October 30, 2006

And here, ay here, there goes the hare away

‘And here, ay here, there goes the hare away.’ uttered from the position of commentator rather than active participant, Hieronimo’s words betray fear that he might miss the chance of talking to the King. They also betray dissatisfaction that the King comes accompanied by Ambassador, Castile and most importantly, by Lorenzo thus referring back to the court drivel and the ‘standers-by’ who try to ‘strike’ Hieronimo ‘mute’ (l. 4).

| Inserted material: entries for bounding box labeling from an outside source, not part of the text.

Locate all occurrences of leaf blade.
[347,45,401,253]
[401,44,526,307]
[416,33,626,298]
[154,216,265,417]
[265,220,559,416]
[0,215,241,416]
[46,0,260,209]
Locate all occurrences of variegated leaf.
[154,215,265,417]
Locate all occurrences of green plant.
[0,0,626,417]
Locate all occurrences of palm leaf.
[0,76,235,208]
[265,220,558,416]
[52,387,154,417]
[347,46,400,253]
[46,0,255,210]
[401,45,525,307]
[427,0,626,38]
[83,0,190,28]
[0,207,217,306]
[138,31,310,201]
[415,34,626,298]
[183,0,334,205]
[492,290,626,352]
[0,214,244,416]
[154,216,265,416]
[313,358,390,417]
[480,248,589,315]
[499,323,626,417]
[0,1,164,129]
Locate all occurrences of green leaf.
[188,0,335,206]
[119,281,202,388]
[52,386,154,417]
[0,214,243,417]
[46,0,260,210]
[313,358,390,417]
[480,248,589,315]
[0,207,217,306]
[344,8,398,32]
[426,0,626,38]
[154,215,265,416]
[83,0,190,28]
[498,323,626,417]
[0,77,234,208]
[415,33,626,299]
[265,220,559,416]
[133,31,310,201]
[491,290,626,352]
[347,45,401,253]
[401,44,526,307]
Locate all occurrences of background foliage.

The phrase, with multiple meanings, constitutes one of the editorial disputes. Edwards points out that often the phrase refers ‘to losing something one has tried to achieve or hold’ (Edwards, fn l.24, p. 80) and that here it emphasises Hieronimo’s fear of losing his opportunity with the King (Bevington, fn l.24, p. 91), who passes by ‘preoccupied by business’ (Mulryne, fn l.24, p. 82). Boas, however, reads the proverb to mean ‘here the matter ends’ (Boas, fn l.24, p. 406) but points out that Schick, quoting Gosson’s Schole of Abuse, p. 70: ‘His labor, hoc opus est, there goeth the hare away,’ interprets the phrase as ‘there is the game I want to hunt; that’s where the game lies.’ (cf. Boas, p. 406). Cairncross reads it as ‘the quarry escapes’ (Cairncross, fn l.24, p. 131), while Eisaman reads it as ‘The hunt is underway’ (fn l.24, p. 343).